2nd May 2020, 5 min read

Encoding binary in ASCII very fast

8 thoughts on “Encoding binary in ASCII very fast”

Jeff Epler says:

May 2, 2020 at 8:12 pm

Is the input range actually up to 2⁵⁶, rather than 2⁴⁸ as the comment currently suggests?
1. Daniel Lemire says:
  
  May 2, 2020 at 8:24 pm
  
  Yes. You are correct.
Gil Pedersen says:

May 2, 2020 at 9:07 pm

To encode in four instructions:

uint64_t convert_to_ascii(uint64_t x) { return ((0x2040810204081 * (x & 0x80808080808080)) & 0xff80808080808080) ^ x; }
Travis Downs says:

May 15, 2020 at 11:44 pm

If you are willing to use a bigger chunk size, you can probably do it faster with something like:

uint64_t encode(uint64_t bits, uint64_t& high) { high = (high >> 1) | (bits & 0x8080808080808080) ; return bits & 0x7F7F7F7F7F7F7F7F; }
// encode a 64-byte input chunk into 72 output bytes uint64_t high = 0; for (size_t i = 0; i < 8; i++) result[0] = encode(input[0], high); result[8] = high;

By my count this is fewer operations and all basic ops: no potentially expensive multiply.
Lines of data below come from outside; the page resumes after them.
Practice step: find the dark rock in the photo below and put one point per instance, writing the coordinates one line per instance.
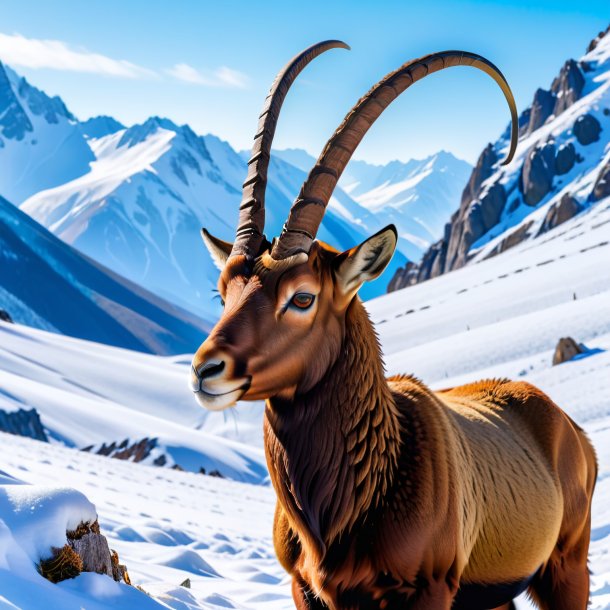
(566, 350)
(537, 173)
(559, 212)
(542, 108)
(5, 316)
(593, 44)
(567, 87)
(23, 423)
(587, 129)
(86, 550)
(134, 452)
(481, 171)
(565, 159)
(601, 188)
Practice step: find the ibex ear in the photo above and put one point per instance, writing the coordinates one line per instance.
(219, 250)
(366, 261)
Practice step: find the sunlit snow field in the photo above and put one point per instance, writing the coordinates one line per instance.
(499, 317)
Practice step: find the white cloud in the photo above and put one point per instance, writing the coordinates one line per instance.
(221, 77)
(232, 78)
(18, 50)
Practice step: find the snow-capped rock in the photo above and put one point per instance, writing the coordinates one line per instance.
(41, 144)
(47, 284)
(559, 169)
(151, 188)
(418, 196)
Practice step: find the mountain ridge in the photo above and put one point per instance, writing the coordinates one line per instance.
(558, 171)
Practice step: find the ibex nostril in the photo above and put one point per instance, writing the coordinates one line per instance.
(210, 368)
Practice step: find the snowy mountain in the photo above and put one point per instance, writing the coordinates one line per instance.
(561, 168)
(418, 196)
(499, 318)
(88, 394)
(41, 144)
(152, 187)
(100, 126)
(47, 284)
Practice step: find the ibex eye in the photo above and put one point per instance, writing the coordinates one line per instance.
(302, 300)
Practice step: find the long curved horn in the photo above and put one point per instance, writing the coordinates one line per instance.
(249, 235)
(308, 210)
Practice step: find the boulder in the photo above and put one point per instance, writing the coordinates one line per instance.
(601, 188)
(537, 173)
(567, 86)
(565, 159)
(86, 550)
(542, 108)
(587, 129)
(566, 350)
(559, 212)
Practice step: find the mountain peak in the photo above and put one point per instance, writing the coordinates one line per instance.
(100, 126)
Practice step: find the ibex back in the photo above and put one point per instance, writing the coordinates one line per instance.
(390, 495)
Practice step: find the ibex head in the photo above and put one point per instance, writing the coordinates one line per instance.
(286, 301)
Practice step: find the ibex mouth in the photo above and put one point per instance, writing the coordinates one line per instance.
(219, 394)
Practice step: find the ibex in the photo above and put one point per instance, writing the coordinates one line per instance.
(389, 495)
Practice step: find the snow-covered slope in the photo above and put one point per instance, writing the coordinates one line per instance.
(88, 394)
(418, 196)
(47, 284)
(41, 144)
(561, 167)
(150, 190)
(499, 317)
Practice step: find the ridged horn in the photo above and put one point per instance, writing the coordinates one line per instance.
(308, 210)
(249, 234)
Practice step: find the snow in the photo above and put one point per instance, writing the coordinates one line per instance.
(151, 188)
(498, 317)
(89, 394)
(418, 196)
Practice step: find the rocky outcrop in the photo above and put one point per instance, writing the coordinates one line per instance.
(86, 550)
(542, 108)
(566, 350)
(565, 159)
(587, 129)
(537, 173)
(567, 87)
(134, 452)
(565, 90)
(485, 202)
(559, 212)
(23, 423)
(601, 188)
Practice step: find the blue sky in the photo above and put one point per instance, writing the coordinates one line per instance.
(210, 64)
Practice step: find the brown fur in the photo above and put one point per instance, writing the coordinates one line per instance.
(391, 495)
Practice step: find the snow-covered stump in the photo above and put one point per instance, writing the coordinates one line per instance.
(86, 550)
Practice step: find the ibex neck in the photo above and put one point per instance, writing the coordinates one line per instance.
(332, 452)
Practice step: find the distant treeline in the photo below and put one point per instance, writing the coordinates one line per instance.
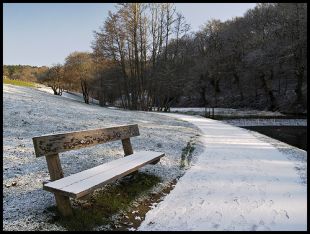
(145, 57)
(23, 72)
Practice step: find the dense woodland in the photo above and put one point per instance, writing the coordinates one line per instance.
(146, 58)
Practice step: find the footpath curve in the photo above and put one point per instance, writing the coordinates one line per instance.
(238, 183)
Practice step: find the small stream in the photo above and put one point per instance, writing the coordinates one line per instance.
(292, 135)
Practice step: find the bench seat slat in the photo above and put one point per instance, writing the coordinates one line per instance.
(82, 183)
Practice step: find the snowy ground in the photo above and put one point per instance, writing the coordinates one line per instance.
(240, 182)
(225, 111)
(266, 122)
(29, 112)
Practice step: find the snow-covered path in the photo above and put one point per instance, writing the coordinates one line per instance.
(238, 183)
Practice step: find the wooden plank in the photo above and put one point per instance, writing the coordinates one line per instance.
(127, 146)
(93, 171)
(69, 180)
(51, 144)
(55, 171)
(124, 167)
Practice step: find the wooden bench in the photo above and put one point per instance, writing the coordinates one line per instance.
(82, 183)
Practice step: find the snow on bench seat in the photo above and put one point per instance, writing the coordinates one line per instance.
(82, 183)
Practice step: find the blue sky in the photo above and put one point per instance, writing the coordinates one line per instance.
(40, 34)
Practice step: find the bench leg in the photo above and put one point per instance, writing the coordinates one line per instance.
(63, 205)
(153, 163)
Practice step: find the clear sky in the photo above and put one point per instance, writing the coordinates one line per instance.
(40, 34)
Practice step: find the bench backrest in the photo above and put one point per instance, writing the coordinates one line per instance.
(54, 144)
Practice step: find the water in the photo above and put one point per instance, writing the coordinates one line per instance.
(292, 135)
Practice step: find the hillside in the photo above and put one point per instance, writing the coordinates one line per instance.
(30, 112)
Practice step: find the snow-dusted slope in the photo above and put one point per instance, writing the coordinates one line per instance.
(30, 112)
(238, 183)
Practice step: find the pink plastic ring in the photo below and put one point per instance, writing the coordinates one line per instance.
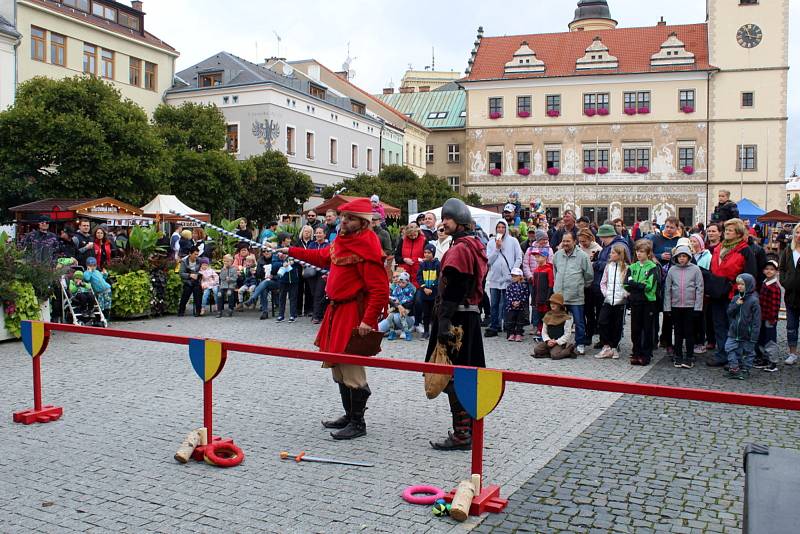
(428, 494)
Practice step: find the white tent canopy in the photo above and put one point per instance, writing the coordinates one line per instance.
(485, 219)
(162, 205)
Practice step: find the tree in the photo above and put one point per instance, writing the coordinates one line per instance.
(396, 185)
(271, 187)
(76, 138)
(201, 173)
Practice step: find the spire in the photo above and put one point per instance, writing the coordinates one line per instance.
(592, 15)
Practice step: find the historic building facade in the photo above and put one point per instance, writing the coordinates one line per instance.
(443, 113)
(636, 123)
(327, 136)
(103, 38)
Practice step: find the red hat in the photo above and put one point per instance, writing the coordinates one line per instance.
(360, 207)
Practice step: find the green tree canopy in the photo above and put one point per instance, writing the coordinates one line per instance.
(200, 172)
(270, 187)
(77, 138)
(396, 185)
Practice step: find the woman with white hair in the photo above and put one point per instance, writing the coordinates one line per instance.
(790, 280)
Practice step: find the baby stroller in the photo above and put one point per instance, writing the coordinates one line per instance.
(80, 308)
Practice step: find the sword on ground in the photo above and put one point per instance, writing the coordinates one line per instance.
(303, 458)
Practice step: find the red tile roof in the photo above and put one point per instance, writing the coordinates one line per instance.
(148, 38)
(559, 51)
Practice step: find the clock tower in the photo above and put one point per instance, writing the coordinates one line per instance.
(748, 41)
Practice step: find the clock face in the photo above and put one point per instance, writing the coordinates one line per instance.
(749, 36)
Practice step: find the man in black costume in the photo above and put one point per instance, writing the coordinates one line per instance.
(463, 271)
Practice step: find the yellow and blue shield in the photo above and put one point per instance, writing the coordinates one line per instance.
(34, 337)
(478, 390)
(207, 357)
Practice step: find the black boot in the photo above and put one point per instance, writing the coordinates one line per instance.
(357, 427)
(460, 439)
(344, 420)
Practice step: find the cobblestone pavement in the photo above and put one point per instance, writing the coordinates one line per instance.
(107, 465)
(656, 465)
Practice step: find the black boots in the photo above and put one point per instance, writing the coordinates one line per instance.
(356, 427)
(343, 421)
(460, 439)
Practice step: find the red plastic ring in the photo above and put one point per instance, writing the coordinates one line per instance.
(223, 454)
(430, 494)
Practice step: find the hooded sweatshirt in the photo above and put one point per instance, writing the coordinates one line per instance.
(744, 312)
(684, 286)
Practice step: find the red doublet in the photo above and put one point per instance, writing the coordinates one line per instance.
(357, 286)
(467, 255)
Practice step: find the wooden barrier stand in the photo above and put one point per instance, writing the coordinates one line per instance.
(479, 390)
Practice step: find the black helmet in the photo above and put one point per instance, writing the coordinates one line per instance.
(458, 211)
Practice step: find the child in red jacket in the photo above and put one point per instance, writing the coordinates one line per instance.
(770, 300)
(542, 281)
Also, it processes 8 bytes at a time, not 7, which keeps all accesses aligned (this matters much more on non-x86).

On x86, you could take advantage of LEA, which can do (bits << 1) + x in a single instruction, but because you’re shifting left, not right, I think you can only process 7 bytes at a time (like your suggested algorithm), losing some benefit. Still, even at 7 bytes i calculate this as fewer total ops.
1. randomPoster says:
  
  May 18, 2020 at 7:06 am
  
  You must stop your loop one step before, and encode 56bytes in 64bytes, otherwise result[8] will not fit in ascii.
  1. Travis Downs says:
    
    May 19, 2020 at 12:02 am
    
    Yes, that’s right: it should only be 7 iterations of the inner loop before storing the upper bits.
Travis Downs says:

May 15, 2020 at 11:58 pm

The formatter wrecks the indentation in the code samples, but that should be:

for (size_t i = 0; i < 8; i++) result[i] = encode(input[i], high); result[8] = high;
Steven Stewart-Gallus says:

May 23, 2020 at 1:01 am

Less instructions is not always faster.
Not sure what the best way to exploit ILP is though.